In the Westworld recap for the season 2 debut, Bernard awakens to a whole new world where Dolores is raining terror upon humanity as Maeve continues the hunt for her daughter…
By Damon Martin — Editor/Lead Writer
For the biggest part, season one of Westworld was centered around Dolores Abernathy reaching consciousness and becoming self aware after more than 35 years in existence.
When Westworld season two begins we see another conversation from the past between Dolores and her creator Arnold as he tells her about a dream he had where he was left behind while his hosts were leaving without him. When she asks what it means, Arnold says it doesn’t mean anything because dreams are real and reality is something that’s irreplaceable.
But Dolores doesn’t buy that and when she questions if he’s telling the truth, Arnold utters that there are times when she frightens him with what she says. Dolores has been pulling at the strings of consciousness since her creation but now she’s crossed over from scaring her creator to killing them.
At the end of Westworld season one, Dolores finally became self aware and took the next step intended for her as she killed Dr. Robert Ford and opened fire on the rest of the Delos board of directors who were in attendance as a new narrative was being rolled out for the first time.
The first episode of Westworld season two bounces back and forth between the immediate aftermath of that shootout and then two weeks later then the security forces sent by Delos to restore order finally arrive. It all sets the stage for the robot uprising but also leaves us with many questions about what happened over those two weeks before help finally showed up at Westworld.
With that said, let’s recap the Westworld season 2 debut titled ‘Journey Into Night’ (which was also the name of Ford’s final narrative for the park)…
Two Weeks Gone
When we rejoin Bernard, he’s waking up on a beach with his face in the sand as security chief Ashley Stubbs awakens him from his slumber. How did Bernard end up there? We have no idea and by the look of things, neither does he.
Also how did Stubbs return after he was taken hostage by the Ghost Nation tribe last season? That’s one of those mysteries we’ll likely solve during the course of flashbacks throughout the season.
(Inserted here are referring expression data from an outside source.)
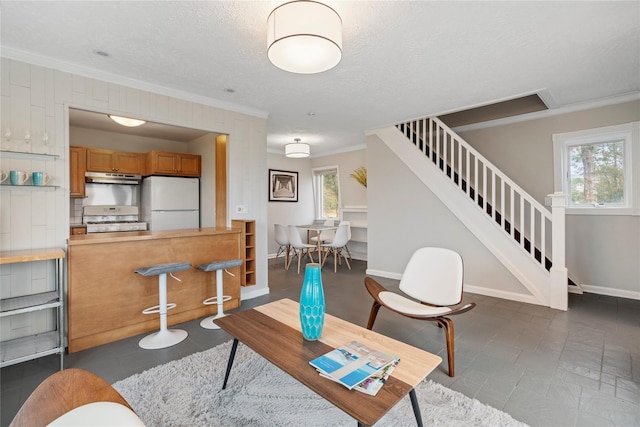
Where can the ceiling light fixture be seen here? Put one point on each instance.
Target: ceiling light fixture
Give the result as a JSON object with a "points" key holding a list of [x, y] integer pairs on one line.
{"points": [[297, 150], [126, 121], [304, 37]]}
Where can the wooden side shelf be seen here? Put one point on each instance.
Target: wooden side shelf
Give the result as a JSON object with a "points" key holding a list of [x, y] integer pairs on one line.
{"points": [[248, 240]]}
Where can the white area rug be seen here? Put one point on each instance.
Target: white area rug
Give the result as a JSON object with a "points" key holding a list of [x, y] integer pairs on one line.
{"points": [[187, 392]]}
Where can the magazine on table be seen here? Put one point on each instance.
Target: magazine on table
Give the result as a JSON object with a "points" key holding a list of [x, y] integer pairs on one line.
{"points": [[353, 363]]}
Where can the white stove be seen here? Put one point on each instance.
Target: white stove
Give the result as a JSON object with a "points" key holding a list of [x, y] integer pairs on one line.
{"points": [[112, 218]]}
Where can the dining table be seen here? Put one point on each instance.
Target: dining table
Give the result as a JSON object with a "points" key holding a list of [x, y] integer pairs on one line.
{"points": [[316, 230]]}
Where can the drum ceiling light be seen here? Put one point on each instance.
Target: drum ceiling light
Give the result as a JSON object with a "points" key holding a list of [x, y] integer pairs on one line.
{"points": [[126, 121], [304, 37], [297, 149]]}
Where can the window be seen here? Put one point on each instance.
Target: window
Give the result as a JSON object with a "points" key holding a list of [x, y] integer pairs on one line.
{"points": [[326, 190], [594, 168]]}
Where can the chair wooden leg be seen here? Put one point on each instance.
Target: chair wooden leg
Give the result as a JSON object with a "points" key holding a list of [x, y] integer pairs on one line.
{"points": [[447, 325], [373, 314], [346, 260]]}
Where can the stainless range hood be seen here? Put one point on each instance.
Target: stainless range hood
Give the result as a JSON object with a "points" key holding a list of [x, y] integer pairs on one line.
{"points": [[112, 178]]}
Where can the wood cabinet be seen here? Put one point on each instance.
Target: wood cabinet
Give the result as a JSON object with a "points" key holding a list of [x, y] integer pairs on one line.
{"points": [[248, 245], [106, 301], [42, 344], [76, 231], [173, 164], [77, 168], [100, 160]]}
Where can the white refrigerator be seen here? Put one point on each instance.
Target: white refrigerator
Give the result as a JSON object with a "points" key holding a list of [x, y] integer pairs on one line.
{"points": [[170, 203]]}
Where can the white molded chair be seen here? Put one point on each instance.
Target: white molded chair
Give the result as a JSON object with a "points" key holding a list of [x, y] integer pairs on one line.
{"points": [[337, 247], [433, 278], [282, 238], [324, 235], [298, 249]]}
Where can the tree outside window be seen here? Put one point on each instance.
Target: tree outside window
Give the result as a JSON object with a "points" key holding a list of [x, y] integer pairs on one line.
{"points": [[327, 192], [597, 173]]}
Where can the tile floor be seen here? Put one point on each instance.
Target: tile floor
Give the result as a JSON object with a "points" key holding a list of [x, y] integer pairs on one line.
{"points": [[544, 367]]}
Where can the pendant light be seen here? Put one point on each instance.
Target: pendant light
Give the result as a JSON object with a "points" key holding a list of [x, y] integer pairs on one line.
{"points": [[297, 149], [304, 37], [126, 121]]}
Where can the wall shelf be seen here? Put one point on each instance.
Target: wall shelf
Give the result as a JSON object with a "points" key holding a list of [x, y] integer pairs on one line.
{"points": [[26, 155], [37, 345]]}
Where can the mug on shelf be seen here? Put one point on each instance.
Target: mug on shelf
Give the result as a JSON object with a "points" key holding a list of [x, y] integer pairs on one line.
{"points": [[40, 178], [18, 177]]}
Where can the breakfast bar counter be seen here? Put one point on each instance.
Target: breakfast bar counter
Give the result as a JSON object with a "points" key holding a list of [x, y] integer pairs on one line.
{"points": [[106, 297]]}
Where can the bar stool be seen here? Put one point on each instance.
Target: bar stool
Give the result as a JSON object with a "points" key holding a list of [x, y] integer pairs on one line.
{"points": [[219, 299], [164, 337]]}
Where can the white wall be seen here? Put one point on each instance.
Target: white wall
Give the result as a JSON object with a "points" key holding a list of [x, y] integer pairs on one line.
{"points": [[603, 251], [37, 98], [290, 213], [404, 215]]}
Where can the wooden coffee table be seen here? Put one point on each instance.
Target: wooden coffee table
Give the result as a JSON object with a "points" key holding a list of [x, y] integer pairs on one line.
{"points": [[273, 331]]}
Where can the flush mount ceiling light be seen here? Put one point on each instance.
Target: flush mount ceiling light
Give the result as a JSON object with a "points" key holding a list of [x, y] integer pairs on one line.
{"points": [[297, 150], [126, 121], [304, 37]]}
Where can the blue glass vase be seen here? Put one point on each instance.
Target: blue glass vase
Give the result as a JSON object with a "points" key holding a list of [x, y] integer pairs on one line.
{"points": [[312, 306]]}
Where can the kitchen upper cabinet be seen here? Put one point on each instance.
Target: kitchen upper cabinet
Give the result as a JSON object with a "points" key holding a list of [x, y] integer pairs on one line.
{"points": [[173, 164], [99, 160], [77, 168]]}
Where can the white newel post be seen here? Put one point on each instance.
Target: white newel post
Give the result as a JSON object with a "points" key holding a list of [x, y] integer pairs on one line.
{"points": [[559, 293]]}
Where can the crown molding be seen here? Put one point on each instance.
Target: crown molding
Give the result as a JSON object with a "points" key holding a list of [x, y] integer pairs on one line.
{"points": [[69, 67], [589, 105]]}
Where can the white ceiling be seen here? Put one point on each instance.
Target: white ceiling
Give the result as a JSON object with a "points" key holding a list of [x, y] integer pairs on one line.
{"points": [[401, 59]]}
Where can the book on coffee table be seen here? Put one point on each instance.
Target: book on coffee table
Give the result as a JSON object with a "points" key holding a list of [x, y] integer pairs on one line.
{"points": [[352, 363]]}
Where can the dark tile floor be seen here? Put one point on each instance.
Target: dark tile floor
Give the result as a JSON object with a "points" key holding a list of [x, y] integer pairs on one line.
{"points": [[544, 367]]}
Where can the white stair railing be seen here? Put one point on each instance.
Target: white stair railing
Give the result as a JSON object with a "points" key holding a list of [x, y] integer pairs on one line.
{"points": [[511, 208]]}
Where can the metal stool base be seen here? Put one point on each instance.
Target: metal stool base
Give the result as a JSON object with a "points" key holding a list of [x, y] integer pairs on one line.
{"points": [[163, 339], [209, 322]]}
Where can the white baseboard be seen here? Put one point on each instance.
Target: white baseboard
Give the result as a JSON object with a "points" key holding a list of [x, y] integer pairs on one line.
{"points": [[512, 296], [612, 292], [248, 293]]}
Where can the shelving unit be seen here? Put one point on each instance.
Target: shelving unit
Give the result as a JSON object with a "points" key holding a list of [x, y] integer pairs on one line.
{"points": [[357, 216], [248, 240], [8, 154], [34, 346]]}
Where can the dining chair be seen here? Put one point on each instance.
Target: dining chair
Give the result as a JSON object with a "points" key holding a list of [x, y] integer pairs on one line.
{"points": [[337, 247], [324, 235], [433, 279], [298, 248], [281, 237]]}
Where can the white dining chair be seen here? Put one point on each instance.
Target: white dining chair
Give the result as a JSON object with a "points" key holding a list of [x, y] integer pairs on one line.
{"points": [[282, 238], [337, 247], [298, 248], [324, 235]]}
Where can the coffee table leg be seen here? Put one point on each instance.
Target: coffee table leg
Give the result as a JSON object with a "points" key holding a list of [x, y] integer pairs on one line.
{"points": [[234, 347], [416, 407]]}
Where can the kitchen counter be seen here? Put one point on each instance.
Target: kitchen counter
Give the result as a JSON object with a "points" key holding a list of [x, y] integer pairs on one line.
{"points": [[130, 236], [106, 297]]}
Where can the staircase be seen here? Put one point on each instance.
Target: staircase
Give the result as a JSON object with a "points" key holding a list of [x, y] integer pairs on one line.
{"points": [[524, 235]]}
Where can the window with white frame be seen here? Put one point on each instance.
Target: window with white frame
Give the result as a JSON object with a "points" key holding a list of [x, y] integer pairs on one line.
{"points": [[326, 190], [595, 169]]}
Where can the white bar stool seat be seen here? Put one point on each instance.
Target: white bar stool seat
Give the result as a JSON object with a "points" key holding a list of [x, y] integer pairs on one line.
{"points": [[219, 299], [164, 337]]}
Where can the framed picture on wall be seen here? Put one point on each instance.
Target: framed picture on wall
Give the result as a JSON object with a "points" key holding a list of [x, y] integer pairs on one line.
{"points": [[283, 186]]}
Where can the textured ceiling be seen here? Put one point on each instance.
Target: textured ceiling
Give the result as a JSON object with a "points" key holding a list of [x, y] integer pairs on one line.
{"points": [[401, 59]]}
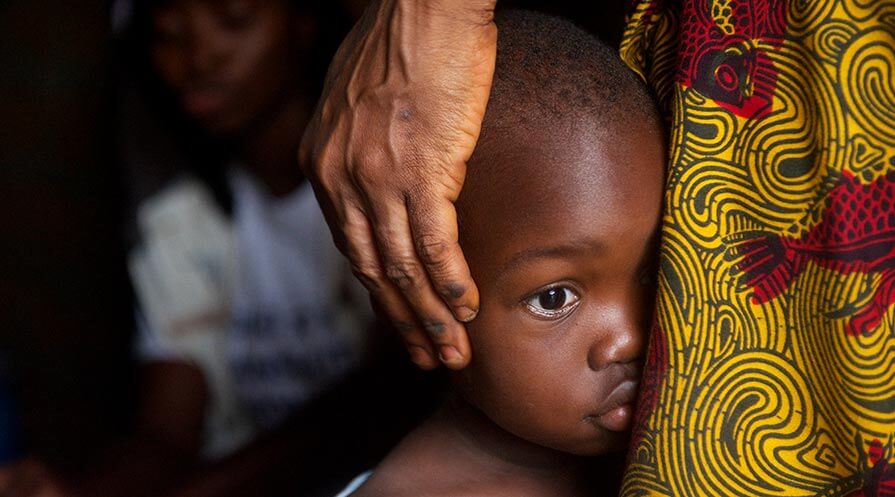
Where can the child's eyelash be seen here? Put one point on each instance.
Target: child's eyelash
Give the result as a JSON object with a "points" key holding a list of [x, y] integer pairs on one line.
{"points": [[565, 298]]}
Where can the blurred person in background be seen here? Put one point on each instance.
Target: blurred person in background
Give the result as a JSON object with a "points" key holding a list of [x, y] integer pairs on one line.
{"points": [[246, 311]]}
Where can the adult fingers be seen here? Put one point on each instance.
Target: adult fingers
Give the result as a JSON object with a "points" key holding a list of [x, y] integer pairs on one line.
{"points": [[433, 225], [362, 252], [407, 273]]}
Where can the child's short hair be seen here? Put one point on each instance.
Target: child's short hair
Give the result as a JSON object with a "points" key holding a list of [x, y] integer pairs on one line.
{"points": [[547, 67]]}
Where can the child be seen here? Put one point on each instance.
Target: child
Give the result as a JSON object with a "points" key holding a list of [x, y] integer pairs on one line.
{"points": [[558, 218]]}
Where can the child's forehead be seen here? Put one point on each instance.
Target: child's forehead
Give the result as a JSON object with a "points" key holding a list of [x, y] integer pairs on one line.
{"points": [[562, 182]]}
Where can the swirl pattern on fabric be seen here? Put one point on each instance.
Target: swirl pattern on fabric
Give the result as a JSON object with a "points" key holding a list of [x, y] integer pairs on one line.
{"points": [[772, 368]]}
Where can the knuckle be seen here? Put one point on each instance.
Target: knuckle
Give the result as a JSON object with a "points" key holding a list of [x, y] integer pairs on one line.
{"points": [[452, 290], [434, 327], [369, 276], [433, 250], [404, 274]]}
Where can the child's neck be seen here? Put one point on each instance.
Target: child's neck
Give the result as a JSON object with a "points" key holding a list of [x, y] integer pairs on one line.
{"points": [[483, 439], [459, 451]]}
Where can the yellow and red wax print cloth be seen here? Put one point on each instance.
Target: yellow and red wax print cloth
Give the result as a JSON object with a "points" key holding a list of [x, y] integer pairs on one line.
{"points": [[771, 370]]}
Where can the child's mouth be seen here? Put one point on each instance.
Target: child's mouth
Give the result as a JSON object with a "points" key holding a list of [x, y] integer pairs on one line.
{"points": [[617, 411]]}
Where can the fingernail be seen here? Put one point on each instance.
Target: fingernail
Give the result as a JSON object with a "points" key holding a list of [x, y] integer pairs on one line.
{"points": [[419, 355], [466, 314], [449, 355]]}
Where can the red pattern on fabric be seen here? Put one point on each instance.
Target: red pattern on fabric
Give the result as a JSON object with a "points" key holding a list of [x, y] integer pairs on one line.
{"points": [[856, 234], [722, 52]]}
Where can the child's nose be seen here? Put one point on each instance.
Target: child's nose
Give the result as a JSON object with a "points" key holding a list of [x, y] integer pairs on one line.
{"points": [[620, 338]]}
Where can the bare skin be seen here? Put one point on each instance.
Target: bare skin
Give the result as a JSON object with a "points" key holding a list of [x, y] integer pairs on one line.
{"points": [[386, 152], [559, 227]]}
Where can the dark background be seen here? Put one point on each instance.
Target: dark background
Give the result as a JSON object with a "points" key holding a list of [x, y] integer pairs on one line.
{"points": [[65, 302]]}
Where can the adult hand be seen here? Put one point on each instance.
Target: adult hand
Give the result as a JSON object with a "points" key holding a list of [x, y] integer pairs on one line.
{"points": [[29, 478], [386, 152]]}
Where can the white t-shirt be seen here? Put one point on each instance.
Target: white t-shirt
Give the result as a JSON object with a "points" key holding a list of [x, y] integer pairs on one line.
{"points": [[264, 304]]}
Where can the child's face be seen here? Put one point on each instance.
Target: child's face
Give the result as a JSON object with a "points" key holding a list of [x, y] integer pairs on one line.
{"points": [[228, 61], [562, 247]]}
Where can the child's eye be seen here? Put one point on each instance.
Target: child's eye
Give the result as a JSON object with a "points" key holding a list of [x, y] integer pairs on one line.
{"points": [[553, 302]]}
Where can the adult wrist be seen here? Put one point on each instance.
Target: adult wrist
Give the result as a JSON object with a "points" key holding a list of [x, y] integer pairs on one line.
{"points": [[478, 12]]}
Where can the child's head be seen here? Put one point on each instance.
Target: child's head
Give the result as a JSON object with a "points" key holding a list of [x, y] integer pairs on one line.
{"points": [[230, 63], [558, 220]]}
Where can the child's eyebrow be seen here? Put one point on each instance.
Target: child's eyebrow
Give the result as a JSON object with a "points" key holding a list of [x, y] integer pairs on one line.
{"points": [[589, 246]]}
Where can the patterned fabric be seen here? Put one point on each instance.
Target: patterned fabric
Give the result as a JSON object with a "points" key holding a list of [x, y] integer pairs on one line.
{"points": [[771, 369]]}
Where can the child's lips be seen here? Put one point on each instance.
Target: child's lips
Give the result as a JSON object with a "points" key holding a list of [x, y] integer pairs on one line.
{"points": [[205, 102], [617, 411]]}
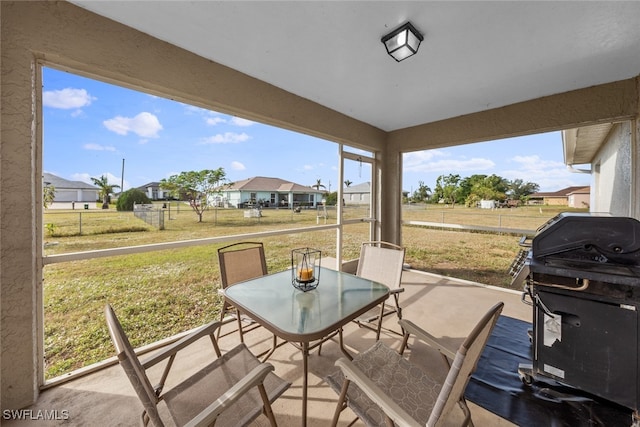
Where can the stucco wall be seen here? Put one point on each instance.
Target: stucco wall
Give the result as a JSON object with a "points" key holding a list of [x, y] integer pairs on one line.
{"points": [[612, 173]]}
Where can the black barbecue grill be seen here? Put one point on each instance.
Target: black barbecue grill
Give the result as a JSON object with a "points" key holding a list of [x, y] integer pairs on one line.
{"points": [[581, 274]]}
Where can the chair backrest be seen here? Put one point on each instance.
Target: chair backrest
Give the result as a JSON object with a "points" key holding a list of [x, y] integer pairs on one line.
{"points": [[463, 365], [382, 262], [241, 261], [132, 367]]}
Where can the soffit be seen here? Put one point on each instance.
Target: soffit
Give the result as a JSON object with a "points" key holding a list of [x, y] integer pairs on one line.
{"points": [[476, 55]]}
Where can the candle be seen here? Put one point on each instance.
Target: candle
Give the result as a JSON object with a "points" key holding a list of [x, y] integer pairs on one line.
{"points": [[305, 274]]}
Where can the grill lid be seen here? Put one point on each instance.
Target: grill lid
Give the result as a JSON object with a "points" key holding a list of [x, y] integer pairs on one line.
{"points": [[589, 238]]}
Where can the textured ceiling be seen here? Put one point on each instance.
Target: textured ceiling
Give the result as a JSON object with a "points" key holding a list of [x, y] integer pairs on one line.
{"points": [[475, 56]]}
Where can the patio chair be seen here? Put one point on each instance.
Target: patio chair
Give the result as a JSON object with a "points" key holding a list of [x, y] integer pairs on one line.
{"points": [[232, 390], [382, 262], [382, 387], [239, 262]]}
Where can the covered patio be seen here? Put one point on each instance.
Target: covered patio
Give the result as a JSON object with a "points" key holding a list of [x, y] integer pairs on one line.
{"points": [[485, 71], [446, 307]]}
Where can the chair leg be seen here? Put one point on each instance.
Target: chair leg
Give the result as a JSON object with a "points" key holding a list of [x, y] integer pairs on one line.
{"points": [[341, 403], [239, 325], [225, 307], [380, 317]]}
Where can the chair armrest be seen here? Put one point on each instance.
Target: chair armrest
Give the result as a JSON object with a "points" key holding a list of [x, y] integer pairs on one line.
{"points": [[211, 412], [388, 406], [412, 329], [172, 349]]}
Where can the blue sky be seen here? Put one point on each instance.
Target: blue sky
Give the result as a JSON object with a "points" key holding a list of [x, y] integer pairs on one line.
{"points": [[90, 127]]}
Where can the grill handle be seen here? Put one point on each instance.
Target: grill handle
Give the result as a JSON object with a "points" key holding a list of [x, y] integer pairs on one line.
{"points": [[583, 287], [525, 292]]}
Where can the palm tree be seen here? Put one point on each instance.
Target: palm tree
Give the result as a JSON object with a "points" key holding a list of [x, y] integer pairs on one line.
{"points": [[319, 184], [105, 189]]}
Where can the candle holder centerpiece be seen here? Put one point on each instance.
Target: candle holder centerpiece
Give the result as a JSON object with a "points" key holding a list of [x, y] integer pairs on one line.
{"points": [[305, 268]]}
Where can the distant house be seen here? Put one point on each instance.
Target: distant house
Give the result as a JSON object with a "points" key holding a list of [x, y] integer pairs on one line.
{"points": [[70, 191], [359, 194], [154, 192], [574, 197], [268, 193]]}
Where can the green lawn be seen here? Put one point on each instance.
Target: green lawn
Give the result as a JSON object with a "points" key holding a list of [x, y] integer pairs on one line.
{"points": [[161, 293]]}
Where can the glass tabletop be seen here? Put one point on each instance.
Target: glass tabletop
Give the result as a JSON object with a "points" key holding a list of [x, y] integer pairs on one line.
{"points": [[305, 316]]}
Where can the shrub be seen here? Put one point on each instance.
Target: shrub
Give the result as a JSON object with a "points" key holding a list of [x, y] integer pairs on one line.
{"points": [[129, 197]]}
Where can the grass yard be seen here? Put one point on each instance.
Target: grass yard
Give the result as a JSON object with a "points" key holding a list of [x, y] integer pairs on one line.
{"points": [[161, 293]]}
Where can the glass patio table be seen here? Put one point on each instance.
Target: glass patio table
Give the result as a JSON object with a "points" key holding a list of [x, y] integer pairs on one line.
{"points": [[306, 319]]}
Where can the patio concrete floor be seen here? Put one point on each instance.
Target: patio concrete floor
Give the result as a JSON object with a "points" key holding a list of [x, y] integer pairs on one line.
{"points": [[446, 307]]}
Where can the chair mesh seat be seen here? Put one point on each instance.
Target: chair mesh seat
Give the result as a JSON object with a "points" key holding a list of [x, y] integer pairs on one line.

Bernard wakes up and finds that Delos has sent a security force to retake Westworld and the rest of the theme parks that have apparently been offline without communications for the past two weeks. This is where we find out that Westworld is situation on an island, presumably somewhere in the South Pacific judging by the Asian military officer who is also there arguing with Delos security before he’s told not so politely to get the fuck off their island.
This is where we meet Karl Strand for the first time — he’s Delos’ man on the ground as they attempt to take back the park and the island after this horrific incident. Strand is currently executing the hosts left behind who may not have been part of the massacre but he’d rather eliminate them now than live to fight them later.
Meanwhile, Strand’s lead scientist is pulling the hosts’ brains in an attempt to watch what actually unfolded during that gunfight that broke out after Ford was murdered. It seems the hosts all operate with these internal brains that can be pulled and downloaded, which allows Delos to see whatever they see.
In this case, the Ghost Nation member who was killed and taken apart saw Dolores gunning down humans and hosts. Strand still doesn’t see Dolores as the imminent threat, even if she was the one responsible for starting this whole thing.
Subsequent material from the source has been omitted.